Re-Entering the World of Weaving

If you have visited our lodge sometime in the last year, you may have noticed a large piece of equipment when you first walk in the door:

The only place it fits!

Thanks to a chance opportunity, I acquired a new-to-me loom, about a year and a half ago.  Greg and I went to pick it up with his big pick-up truck, and dis-assembled, it literally filled the back.  We brought it home, stacked all of the pieces in the store, and there it stayed until Paul put it back together for me.  It was during a time that I had to be gone for several days at a stretch. It was wonderful to come home and see it all set up.  Since then, it's been a real journey to put it into actual use.
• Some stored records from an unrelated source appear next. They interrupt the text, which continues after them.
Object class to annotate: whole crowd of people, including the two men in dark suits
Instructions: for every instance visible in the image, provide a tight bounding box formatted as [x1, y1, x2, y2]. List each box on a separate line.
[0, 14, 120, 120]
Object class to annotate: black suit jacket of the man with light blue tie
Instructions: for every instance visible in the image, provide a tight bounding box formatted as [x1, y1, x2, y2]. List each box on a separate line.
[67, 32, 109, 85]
It was many years ago that I began weaving.  While in college, I needed a fine arts credit.  I like to put it this way:  I don't sing or dance or paint or draw, so it was a little intimidating to find a course.  When I saw one for beginning weaving, I decided that was a safe choice.  I always enjoyed working with my hands, and I was already a knitter, amongst other things.  That was the start of several classes and independent studies that I ended up taking to learn this.

In my early years at the lodge, I had a different loom set up.  First it was in the little cabin Agate, then the lodge, and eventually I moved it to the little log cabin we refer to as either the studio or old number four. That served me well as a place to work, but eventually, for a number of reasons, I stored everything away.  It just wasn't the time in my life to be trying to pursue weaving, between work, family, and homeschool. 
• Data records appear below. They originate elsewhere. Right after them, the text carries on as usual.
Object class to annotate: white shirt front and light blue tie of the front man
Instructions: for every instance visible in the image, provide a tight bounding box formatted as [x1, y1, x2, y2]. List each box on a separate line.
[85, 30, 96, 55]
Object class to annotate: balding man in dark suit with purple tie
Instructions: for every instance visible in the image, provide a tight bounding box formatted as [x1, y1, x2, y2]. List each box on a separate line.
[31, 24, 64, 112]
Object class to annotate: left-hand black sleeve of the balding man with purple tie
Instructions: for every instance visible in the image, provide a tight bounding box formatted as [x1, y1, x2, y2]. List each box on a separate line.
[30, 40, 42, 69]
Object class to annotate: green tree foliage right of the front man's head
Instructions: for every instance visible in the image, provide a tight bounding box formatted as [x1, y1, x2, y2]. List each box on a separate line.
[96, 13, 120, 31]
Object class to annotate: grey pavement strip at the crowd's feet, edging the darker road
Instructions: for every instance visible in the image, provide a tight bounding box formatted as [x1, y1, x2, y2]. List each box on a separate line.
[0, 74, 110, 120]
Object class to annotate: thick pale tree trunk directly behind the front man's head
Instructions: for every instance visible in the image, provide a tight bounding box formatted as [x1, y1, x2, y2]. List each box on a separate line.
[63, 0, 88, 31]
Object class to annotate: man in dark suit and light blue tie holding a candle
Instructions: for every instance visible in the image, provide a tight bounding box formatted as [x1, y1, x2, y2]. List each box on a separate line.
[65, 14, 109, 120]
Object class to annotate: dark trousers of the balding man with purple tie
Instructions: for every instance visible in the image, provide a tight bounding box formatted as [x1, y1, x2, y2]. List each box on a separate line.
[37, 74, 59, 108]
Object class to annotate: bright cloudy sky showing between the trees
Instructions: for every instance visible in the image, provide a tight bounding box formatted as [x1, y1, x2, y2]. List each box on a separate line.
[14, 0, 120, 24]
Now I am working on starting again.  When I am asked what I weave, my standard current answer is rectangles.  I started with a project that used some yarn from my stash, and wove up a scarf.  It was a little frustrating, but a good starter project for re-learning what to do when the tension goes bad or a warp string breaks.  From there, I turned to my old friend, cotton yarn, and made two more scarves.
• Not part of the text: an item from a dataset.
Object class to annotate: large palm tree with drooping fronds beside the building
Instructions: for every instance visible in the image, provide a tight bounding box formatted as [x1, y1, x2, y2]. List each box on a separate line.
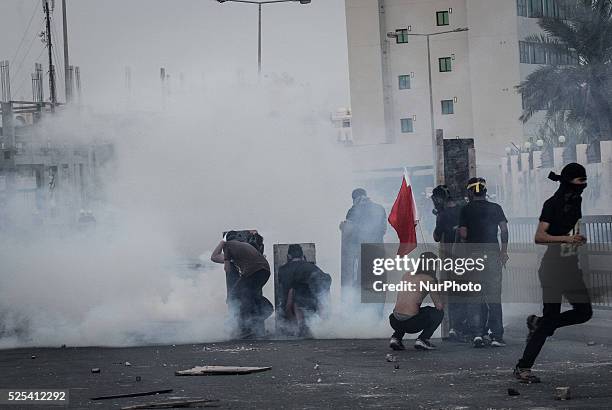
[517, 0, 612, 147]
Next up was a longer warp, destined to be dishtowels.  It may seem like a crazy thing to take the time to weave an object that is destined to be used for the task of drying dishes.  But it ultimately is quite satisfying, both in the process of making it, and then in the using of them once they are finished.  This loom has the capability to do much more patterning than my old loom.  My future projects include learning more about how to accomplish this, again starting out with basic dishtowels as my vehicle.

It's wonderful to be back in the realm of this hobby that I love.  I am fortunate to have a beautiful corner to work, with awesome views out to the woods and the lake.  What better inspiration could I have than the Northwoods?